A intuição que organiza a frase é a seguinte: pedir o que se tem necessidade material aceita a assimetria entre quem pede e quem dá, mas o objeto do pedido permanece externo. Pão é pão. O pedido de afeto, ao contrário, transforma o próprio pedinte em objeto cujo valor está em jogo. Implorar amor é pedir que alguém atribua valor ao implorante. Quem implora amor admite, no ato de implorar, que o seu próprio valor não é evidente para o destinatário. A humilhação é estrutural, não circunstancial.

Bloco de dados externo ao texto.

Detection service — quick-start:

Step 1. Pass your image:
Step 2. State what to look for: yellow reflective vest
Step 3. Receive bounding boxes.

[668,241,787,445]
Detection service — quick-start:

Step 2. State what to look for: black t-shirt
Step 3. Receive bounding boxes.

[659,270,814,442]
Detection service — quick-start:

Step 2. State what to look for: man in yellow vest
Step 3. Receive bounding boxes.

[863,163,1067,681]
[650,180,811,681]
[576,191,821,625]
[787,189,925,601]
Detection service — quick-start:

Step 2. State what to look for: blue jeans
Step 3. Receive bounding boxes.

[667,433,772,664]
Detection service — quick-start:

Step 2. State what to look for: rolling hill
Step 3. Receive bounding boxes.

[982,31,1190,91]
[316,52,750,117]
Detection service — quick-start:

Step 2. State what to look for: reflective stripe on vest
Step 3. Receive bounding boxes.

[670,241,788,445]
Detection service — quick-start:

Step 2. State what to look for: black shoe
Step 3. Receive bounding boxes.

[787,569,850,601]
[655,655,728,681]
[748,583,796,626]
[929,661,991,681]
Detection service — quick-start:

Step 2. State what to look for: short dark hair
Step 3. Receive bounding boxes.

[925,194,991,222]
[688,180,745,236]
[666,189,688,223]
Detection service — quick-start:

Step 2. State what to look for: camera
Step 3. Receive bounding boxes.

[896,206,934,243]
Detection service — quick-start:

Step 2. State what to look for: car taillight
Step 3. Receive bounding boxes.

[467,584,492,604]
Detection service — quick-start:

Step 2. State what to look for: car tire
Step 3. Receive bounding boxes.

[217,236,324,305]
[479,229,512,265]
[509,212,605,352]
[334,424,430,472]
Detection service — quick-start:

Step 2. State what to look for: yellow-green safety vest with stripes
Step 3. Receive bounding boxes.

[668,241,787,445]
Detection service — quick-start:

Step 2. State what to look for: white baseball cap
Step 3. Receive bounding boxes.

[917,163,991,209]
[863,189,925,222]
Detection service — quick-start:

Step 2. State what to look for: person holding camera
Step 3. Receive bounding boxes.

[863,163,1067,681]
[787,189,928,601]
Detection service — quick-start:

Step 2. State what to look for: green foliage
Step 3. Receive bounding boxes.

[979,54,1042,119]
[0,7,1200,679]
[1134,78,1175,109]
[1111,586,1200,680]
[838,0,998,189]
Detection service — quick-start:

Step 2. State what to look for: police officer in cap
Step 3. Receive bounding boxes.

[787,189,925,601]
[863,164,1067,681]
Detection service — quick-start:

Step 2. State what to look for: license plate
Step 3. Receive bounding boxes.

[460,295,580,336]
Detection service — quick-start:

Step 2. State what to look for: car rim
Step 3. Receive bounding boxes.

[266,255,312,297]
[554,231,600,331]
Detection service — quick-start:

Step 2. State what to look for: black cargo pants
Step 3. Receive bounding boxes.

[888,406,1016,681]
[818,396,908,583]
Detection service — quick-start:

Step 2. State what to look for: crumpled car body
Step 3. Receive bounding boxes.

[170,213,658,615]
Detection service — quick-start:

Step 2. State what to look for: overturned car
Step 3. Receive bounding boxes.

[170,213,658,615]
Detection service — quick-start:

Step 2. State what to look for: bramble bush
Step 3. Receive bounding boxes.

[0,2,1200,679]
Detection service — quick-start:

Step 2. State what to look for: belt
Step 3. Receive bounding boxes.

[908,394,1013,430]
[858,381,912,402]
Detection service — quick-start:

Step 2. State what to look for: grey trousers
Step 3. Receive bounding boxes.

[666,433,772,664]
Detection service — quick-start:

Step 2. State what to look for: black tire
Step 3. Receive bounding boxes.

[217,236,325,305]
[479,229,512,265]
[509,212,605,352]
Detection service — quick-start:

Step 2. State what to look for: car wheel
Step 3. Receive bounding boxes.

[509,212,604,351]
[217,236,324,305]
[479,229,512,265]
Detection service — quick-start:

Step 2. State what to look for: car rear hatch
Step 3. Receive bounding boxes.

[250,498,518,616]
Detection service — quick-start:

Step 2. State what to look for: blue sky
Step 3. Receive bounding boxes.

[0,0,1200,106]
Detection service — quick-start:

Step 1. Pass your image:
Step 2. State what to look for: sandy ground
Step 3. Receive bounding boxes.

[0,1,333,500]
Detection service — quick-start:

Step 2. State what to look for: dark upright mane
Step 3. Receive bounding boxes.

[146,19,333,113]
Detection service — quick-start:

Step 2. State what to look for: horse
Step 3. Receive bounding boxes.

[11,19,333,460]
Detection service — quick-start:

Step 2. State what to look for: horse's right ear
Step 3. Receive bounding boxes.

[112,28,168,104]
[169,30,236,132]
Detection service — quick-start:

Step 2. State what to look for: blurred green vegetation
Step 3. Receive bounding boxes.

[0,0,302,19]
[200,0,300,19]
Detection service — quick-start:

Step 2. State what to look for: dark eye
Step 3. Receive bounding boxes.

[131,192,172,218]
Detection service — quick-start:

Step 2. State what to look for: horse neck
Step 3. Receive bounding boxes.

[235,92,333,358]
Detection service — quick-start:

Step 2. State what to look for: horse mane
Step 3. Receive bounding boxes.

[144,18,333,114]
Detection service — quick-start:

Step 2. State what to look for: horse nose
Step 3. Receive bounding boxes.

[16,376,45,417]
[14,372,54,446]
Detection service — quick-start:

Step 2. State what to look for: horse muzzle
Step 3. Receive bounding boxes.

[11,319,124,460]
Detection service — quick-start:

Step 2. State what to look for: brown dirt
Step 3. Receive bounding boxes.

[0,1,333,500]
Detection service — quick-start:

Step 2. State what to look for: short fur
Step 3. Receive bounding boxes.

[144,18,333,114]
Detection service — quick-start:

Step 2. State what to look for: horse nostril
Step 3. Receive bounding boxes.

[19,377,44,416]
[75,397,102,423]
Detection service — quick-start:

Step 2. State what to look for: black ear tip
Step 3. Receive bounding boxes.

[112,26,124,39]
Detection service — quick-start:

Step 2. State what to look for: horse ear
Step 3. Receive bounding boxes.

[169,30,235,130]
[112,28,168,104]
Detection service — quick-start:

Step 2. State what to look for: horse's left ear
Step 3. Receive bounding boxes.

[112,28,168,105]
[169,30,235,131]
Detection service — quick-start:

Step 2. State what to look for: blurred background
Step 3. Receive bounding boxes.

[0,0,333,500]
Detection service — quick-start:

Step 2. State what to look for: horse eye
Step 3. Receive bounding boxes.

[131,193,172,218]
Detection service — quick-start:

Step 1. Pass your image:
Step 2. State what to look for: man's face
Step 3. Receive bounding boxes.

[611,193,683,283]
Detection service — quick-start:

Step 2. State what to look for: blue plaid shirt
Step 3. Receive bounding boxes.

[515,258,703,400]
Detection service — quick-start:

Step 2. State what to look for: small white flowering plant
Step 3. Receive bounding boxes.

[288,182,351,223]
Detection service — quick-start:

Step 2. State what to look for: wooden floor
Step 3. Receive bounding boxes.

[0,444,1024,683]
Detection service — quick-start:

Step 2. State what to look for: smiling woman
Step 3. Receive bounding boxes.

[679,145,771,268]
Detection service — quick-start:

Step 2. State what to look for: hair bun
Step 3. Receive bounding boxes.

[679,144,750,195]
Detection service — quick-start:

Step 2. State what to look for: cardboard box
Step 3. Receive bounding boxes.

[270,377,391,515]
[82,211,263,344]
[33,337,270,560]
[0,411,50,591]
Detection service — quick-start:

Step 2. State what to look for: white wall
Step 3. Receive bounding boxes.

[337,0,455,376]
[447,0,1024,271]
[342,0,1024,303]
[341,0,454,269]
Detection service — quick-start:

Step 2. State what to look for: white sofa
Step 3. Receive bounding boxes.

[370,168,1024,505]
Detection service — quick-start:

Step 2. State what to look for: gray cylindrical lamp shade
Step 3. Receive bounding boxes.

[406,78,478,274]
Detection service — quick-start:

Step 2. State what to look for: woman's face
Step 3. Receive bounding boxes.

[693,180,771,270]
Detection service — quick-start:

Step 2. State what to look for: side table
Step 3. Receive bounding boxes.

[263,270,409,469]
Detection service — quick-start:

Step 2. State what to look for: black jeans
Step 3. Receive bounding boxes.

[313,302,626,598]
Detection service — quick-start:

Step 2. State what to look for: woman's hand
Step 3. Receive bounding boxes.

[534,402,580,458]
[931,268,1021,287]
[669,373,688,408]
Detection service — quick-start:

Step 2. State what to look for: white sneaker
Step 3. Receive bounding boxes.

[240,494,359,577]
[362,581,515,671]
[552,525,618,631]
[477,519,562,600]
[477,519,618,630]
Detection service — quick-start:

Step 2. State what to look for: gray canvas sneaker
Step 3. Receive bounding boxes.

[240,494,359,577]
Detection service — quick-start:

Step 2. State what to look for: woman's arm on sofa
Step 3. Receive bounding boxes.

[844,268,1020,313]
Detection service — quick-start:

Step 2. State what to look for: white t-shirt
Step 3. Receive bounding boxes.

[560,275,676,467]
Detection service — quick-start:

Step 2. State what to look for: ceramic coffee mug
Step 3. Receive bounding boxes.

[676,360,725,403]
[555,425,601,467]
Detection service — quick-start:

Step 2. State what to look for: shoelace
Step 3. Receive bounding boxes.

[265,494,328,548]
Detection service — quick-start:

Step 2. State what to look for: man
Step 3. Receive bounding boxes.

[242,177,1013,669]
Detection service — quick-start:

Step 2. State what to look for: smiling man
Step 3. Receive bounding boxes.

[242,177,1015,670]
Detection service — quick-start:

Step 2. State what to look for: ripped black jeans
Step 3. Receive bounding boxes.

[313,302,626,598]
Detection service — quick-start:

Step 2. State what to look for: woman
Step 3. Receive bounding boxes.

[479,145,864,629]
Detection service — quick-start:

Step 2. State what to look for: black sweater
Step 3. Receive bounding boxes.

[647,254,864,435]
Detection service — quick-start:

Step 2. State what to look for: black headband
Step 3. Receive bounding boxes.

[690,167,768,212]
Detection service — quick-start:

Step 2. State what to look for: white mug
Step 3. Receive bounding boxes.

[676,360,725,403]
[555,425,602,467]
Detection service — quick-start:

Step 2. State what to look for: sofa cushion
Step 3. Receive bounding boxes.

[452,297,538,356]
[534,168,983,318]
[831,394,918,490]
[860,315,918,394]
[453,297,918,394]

A formulação ressoa com toda uma tradição do moralismo francês, mas tem sotaque drummondiano específico. O autor que escreveu sobre o “amor bicho instruído” em 1934 e sobre o “amor que se aprende no limite” em 1973 chega ao aforismo tardio com o cuidado adquirido em décadas de poesia amorosa. O conselho implícito não é “não ame” nem “exija reciprocidade”. É mais sutil: reconheça que o pedido de amor, quando o amor não vem, ocupa lugar pior que outros pedidos, e ajuste a expectativa em conformidade.